The race to the bottom continues.

The dark side of globalisation
May 29th 2008
From The Economist print edition
Jobs come, but they soon go again

A DECADE ago, Samorin—a small town in western Slovakia, on the banks of the river Danube—was one of many good places in which to watch the effect of globalisation on central Europe. The town was full of cheap, experienced workers in need of jobs, with unemployment at 20%. Foreign investors duly arrived, notably Samsonite, an American luggage-maker, which set up a factory there in 1997. The town’s location helped, near a four-way border where Slovakia, Hungary, Austria and the Czech Republic meet in a cat’s cradle of big roads and railway lines. There are scores of similar towns across the region that attracted jobs from higher-cost, more highly regulated labour markets farther west.

Workers, trade unions and politicians in old Europe mourned each factory moving east. But, as a European Commission official explains off the record, such shifts were fully expected: offshoring "was the whole idea of enlargement". The process, though wrenching to some, made the European Union as a whole more competitive and spread the benefits of global trade to every corner of Europe.

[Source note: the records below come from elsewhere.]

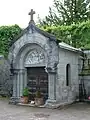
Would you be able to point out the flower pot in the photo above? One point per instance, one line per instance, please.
(25, 99)
(39, 101)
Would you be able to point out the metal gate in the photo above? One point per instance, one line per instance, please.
(37, 80)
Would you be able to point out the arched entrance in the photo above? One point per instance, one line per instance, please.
(37, 79)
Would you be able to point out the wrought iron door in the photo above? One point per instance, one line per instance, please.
(37, 80)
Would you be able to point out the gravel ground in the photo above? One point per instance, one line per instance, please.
(78, 111)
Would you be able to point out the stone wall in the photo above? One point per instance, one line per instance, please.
(5, 81)
(67, 93)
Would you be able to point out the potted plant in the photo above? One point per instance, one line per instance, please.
(39, 99)
(25, 95)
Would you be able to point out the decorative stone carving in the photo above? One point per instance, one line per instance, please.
(35, 57)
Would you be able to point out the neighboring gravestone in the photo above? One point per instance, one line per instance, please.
(5, 82)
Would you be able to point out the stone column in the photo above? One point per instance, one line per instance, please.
(21, 73)
(51, 87)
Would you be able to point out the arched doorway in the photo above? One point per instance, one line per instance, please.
(37, 79)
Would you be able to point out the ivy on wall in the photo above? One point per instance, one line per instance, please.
(77, 35)
(7, 34)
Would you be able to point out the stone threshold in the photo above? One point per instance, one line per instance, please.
(30, 105)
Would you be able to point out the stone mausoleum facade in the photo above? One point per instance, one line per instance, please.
(39, 62)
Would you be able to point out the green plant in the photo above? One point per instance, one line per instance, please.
(38, 94)
(25, 92)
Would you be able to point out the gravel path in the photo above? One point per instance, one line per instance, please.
(79, 111)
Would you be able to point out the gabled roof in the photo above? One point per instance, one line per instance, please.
(33, 27)
(68, 47)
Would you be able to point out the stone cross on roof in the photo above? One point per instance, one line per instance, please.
(31, 13)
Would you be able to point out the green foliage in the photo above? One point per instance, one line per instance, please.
(66, 12)
(7, 34)
(77, 35)
(25, 92)
(38, 94)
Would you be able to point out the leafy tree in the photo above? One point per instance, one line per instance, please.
(7, 34)
(77, 35)
(67, 12)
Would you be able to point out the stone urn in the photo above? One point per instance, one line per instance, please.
(39, 101)
(25, 97)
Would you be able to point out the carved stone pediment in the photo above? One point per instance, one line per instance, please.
(35, 57)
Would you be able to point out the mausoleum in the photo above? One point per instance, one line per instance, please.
(40, 62)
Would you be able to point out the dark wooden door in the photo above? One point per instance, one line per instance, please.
(37, 80)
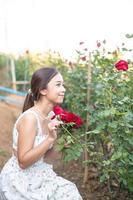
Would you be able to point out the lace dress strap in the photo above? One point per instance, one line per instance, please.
(39, 131)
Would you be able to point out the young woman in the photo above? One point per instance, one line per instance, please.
(26, 176)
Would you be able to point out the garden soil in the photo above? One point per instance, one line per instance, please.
(72, 171)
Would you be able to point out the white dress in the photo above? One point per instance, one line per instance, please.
(38, 181)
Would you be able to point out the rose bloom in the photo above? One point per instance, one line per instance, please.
(68, 117)
(122, 65)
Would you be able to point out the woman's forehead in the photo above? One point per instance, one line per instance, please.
(57, 77)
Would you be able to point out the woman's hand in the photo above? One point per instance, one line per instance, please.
(52, 127)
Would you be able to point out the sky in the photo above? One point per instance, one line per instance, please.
(59, 25)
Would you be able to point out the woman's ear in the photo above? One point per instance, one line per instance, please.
(43, 92)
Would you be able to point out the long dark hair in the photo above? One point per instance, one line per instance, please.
(39, 81)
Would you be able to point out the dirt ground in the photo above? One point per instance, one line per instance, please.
(72, 171)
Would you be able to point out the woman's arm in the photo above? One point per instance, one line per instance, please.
(27, 154)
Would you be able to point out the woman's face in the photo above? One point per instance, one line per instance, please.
(55, 90)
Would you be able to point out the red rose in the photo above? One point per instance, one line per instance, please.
(68, 117)
(58, 110)
(122, 65)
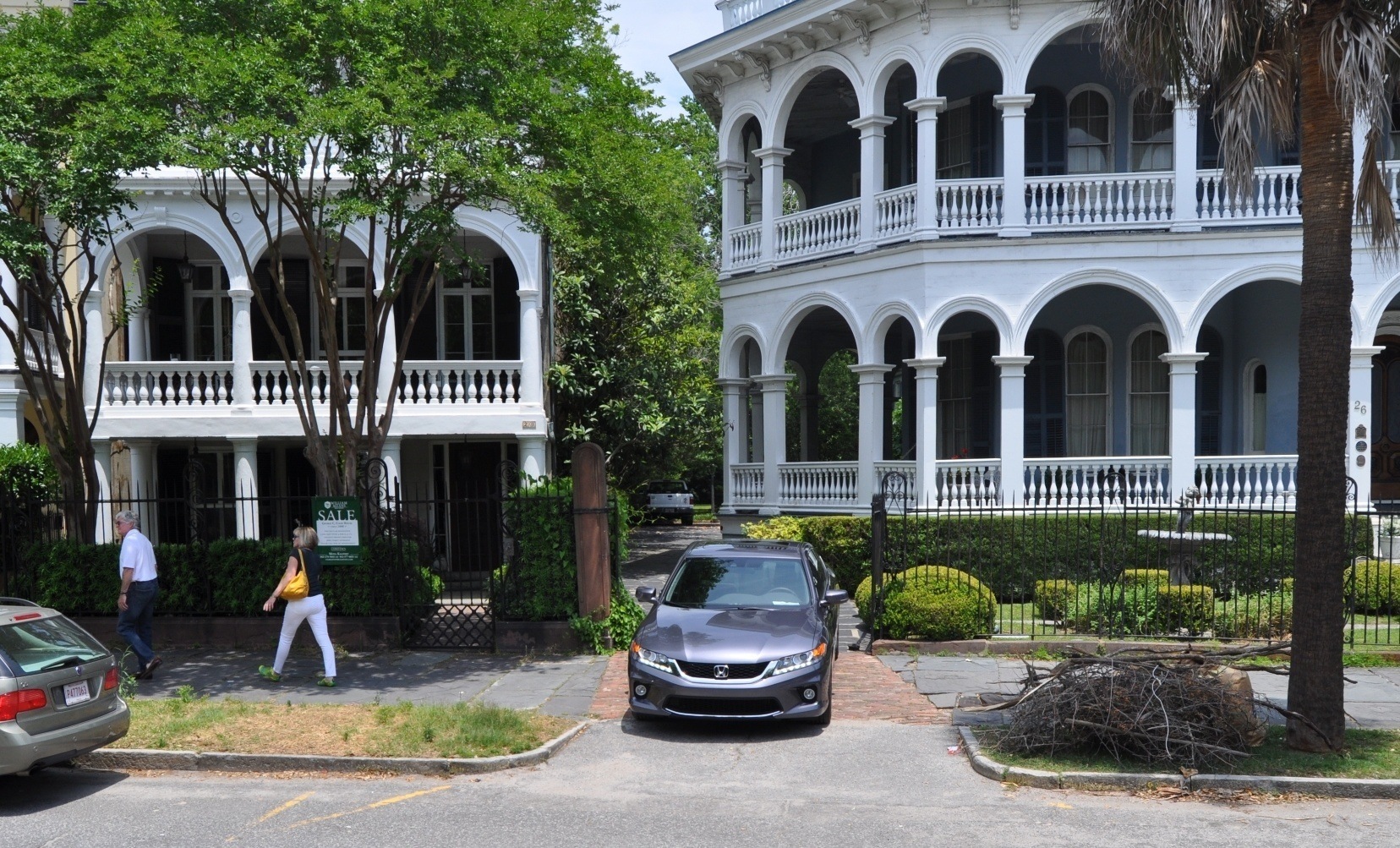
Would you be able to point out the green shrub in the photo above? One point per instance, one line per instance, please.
(1265, 616)
(1053, 598)
(1186, 608)
(1376, 588)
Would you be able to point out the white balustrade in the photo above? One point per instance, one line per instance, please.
(817, 483)
(968, 483)
(275, 386)
(1098, 480)
(746, 483)
(1271, 194)
(168, 384)
(895, 211)
(745, 245)
(1074, 202)
(742, 12)
(969, 205)
(817, 231)
(461, 382)
(1248, 480)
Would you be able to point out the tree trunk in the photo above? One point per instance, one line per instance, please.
(1315, 687)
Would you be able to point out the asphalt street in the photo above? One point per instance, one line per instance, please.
(623, 784)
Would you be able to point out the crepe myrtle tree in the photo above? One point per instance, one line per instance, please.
(320, 117)
(74, 118)
(1257, 60)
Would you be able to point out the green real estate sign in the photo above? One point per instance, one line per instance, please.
(337, 528)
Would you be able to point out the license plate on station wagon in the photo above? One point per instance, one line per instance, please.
(76, 693)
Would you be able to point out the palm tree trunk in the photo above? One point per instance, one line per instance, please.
(1315, 687)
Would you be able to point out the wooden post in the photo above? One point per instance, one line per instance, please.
(591, 544)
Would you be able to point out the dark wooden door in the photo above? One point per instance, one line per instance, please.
(1385, 437)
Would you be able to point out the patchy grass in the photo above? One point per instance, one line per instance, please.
(188, 722)
(1367, 754)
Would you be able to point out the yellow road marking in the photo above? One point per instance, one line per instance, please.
(371, 807)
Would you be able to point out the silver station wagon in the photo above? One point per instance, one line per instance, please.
(57, 689)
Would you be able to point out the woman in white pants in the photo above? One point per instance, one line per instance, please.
(311, 609)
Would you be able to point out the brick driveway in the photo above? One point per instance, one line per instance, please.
(864, 690)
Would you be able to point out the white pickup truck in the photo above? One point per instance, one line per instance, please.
(670, 499)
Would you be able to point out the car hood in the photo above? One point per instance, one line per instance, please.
(730, 636)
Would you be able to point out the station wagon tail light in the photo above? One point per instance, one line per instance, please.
(651, 658)
(14, 703)
(800, 661)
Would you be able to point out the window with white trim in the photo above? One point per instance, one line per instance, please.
(1151, 147)
(1150, 397)
(1090, 136)
(1086, 393)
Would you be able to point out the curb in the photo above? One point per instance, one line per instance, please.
(1355, 788)
(146, 758)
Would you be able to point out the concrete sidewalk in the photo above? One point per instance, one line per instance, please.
(553, 685)
(1372, 702)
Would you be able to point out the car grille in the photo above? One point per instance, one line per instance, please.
(736, 672)
(734, 707)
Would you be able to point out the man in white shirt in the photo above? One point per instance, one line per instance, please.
(136, 605)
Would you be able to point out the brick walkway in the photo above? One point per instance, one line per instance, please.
(864, 690)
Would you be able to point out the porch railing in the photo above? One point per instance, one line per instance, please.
(168, 384)
(896, 211)
(969, 205)
(1096, 480)
(1099, 199)
(441, 382)
(817, 231)
(818, 483)
(1248, 480)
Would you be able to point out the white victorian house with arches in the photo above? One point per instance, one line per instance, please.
(198, 374)
(1025, 260)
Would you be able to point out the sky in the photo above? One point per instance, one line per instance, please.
(653, 30)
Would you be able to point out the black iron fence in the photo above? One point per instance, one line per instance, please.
(1113, 570)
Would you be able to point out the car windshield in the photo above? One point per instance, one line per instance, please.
(45, 644)
(742, 583)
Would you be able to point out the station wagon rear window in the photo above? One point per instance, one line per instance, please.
(742, 583)
(46, 644)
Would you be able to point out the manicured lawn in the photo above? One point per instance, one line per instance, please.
(335, 730)
(1367, 754)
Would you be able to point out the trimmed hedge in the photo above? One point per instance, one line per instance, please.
(230, 577)
(1011, 551)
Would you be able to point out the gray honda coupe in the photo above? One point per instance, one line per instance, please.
(742, 630)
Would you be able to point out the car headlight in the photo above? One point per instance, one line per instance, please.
(800, 661)
(651, 658)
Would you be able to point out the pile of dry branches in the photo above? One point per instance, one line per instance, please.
(1184, 708)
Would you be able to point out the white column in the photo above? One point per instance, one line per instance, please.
(243, 350)
(1013, 429)
(774, 435)
(1184, 164)
(871, 433)
(736, 429)
(926, 395)
(731, 205)
(104, 531)
(1359, 422)
(533, 358)
(772, 158)
(1184, 419)
(1014, 162)
(245, 487)
(872, 172)
(927, 108)
(533, 458)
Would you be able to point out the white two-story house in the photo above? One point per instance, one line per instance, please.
(1025, 258)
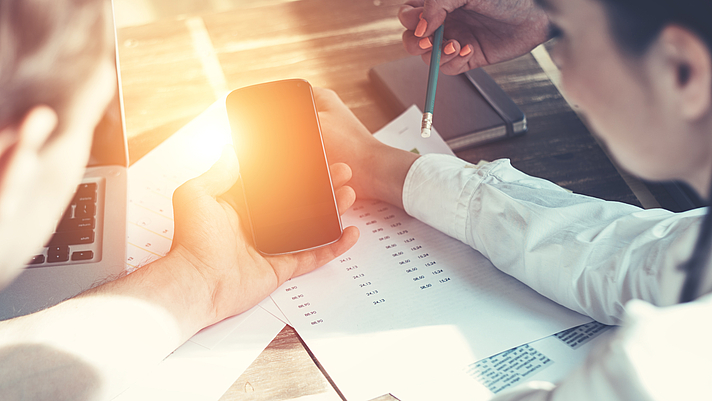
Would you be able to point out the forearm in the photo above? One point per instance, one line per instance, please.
(103, 339)
(386, 169)
(589, 255)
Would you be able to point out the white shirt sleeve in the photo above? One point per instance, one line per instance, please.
(589, 255)
(608, 260)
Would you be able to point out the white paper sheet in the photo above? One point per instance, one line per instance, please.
(408, 309)
(207, 365)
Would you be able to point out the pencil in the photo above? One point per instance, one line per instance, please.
(427, 123)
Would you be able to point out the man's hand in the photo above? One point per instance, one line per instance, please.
(379, 170)
(211, 236)
(477, 32)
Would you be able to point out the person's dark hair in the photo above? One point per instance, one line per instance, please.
(635, 24)
(48, 48)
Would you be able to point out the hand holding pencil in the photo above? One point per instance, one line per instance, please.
(477, 33)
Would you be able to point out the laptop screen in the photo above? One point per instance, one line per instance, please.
(110, 146)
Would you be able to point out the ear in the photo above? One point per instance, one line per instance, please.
(688, 67)
(20, 145)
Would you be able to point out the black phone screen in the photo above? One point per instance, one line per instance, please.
(283, 166)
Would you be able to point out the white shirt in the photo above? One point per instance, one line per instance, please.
(614, 262)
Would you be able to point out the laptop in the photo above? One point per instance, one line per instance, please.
(89, 245)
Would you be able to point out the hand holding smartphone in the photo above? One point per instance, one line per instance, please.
(283, 167)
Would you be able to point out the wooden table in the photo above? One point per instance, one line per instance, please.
(174, 68)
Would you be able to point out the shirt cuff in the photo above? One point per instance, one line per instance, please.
(437, 191)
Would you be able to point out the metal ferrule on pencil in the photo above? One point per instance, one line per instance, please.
(426, 125)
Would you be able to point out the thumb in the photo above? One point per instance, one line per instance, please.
(434, 13)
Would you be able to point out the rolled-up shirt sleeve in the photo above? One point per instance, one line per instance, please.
(589, 255)
(614, 262)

So far, so familiar. But things have moved on in Samorin. Even though new investment and jobs are still arriving in Slovakia, and proximity still counts, this river town has already lost a factory to offshoring. Samsonite closed its plant in 2006, shedding all 350 staff and shifting production to China...

Now that they appear finished exploiting Eastern European workers, more jobs are moving to the backwaters of China and India, where no pesky EU laws exist. There was one interesting comment at the end of the article, though:

Günter Verheugen, now EU commissioner for enterprise and industry, has been touring some of the new member countries, urging governments to prepare for rising labour costs. The newcomers’ success was based on three things, says Mr Verheugen: cheap labour, skilled and motivated workers, and an existing industrial base. Now costs are rising but productivity is growing painfully slowly, from a low base. The newcomers face the same problem as Spain and Portugal did on entry: relying too heavily on foreign investors to bring technologies and jobs, rather than creating indigenous centres of research and development. In the longer term, if new EU members "cannot compete on costs, they have to compete on quality and innovation", says Mr Verheugen.

In other words, they need to stop relying on foreign job providers and - you guessed it - relocalize! Now why didn't we think of that?